Un semplice ascolto consapevole, a partire dalle sensazioni del corpo e nel corpo, su come queste contrazioni si muovono. Una semplice attenzione disinteressata, ossia senza alcun obiettivo, né psicologico né spirituale. C’è spazio per tutto.

Sì, in certi momenti sembra di scoppiare, qualcosa dice “è insostenibile”, più ci stiamo dentro e più fa male, ma aspettiamo, un altro istante, accogliamo persino quel qualcosa che trema e dice che non ce la fa, c’è spazio anche per quello, ed ecco che qualcosa si scioglie, si muove e si dissolve. Tornerà e noi saremo ancora lì, presenti.

Lo shift, il passaggio che va operato, è nel punto di vista: finché c’è un punto di vista, siamo parte della storia che crea costantemente se stessa attraverso il potere della nostra attenzione, il nostro credere. Ma possiamo osservare il nostro punto di vista?

Sì, possiamo osservare il nostro punto di vista. Ciò che osserva il nostro punto di vista ha una forma, un nome, un odore? Chi lo desidera ha la possibilità di fare questa scoperta da sé.

“Ma io voglio stare bene” in genere si lagna la persona, ed è proprio questo desiderio l’origine del nostro problema: il rifiuto dell’umanità. Quello che si guadagna da tutta questa manfrina sulla presenza è molto più nutriente, appagante e imperituro di ciò che stiamo cercando di difendere con tanti bei paroloni new age sulla zenitudine e la vita perfetta.

La parte importante di tutto questo “stare” è il Processo, non il Contenuto. Non è commentare, analizzare, aggiustare ciò che si trova. Può essere utile, in un primo momento, quando vorrebbe partire il film disastroso, domandarsi di cosa abbiamo paura, o cosa vorremmo che accada veramente fino in fondo e poi interrogarsi su quale parte di noi sente questo.

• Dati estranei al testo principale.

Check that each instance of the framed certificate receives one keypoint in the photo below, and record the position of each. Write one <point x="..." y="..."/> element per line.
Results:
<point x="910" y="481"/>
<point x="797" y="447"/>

E’ naturale che, arrivati a questo punto, se siete ancora qui a leggere queste righe, probabilmente avete già preso coscienza dei vostri schemi comportamentali e vi state semplicemente chiedendo perché non ve ne siete ancora liberati.

La mente porterà sempre materiale su cui lavorare, sempre altro contenuto, in un viaggio all’infinito su cui avere tutta l’attenzione… e non possiamo nemmeno mettere la testa sotto la sabbia, poiché conoscere i meccanismi nei quali ci siamo ingabbiati è parte della via di uscita.

E’ il Processo di riconoscimento dello “Spazio che siamo” la chiave di volta, a tal punto che possiamo anche ringraziare quei meccanismi che portano in ‘superficie’ energie e movimenti che necessitano del nostro amore: allenano la nostra attenzione a restare nella pura Presenza. Possiamo guardare il lupo negli occhi e trovare lì tutto il nostro potere.

Quando accogliamo emozioni e pensieri, nulla di negativo può accaderci (meritevole di approfondimento è questo appellativo “negativo”, che troppo in fretta attribuiamo a pensieri, emozioni, persone e situazioni).

E’ sicuro per noi sostare con il nostro essere, osservare i pensieri compulsivi, provare emozioni sconcertanti, arrivare alla scena madre del nostro peggior incubo, fino a toccare la nostra ferita ancestrale: dal momento che non siamo identificati e accecati da ciò che osserviamo, non stiamo più credendo e alimentando i nostri conflitti, siamo lo Spazio entro cui tutto accade.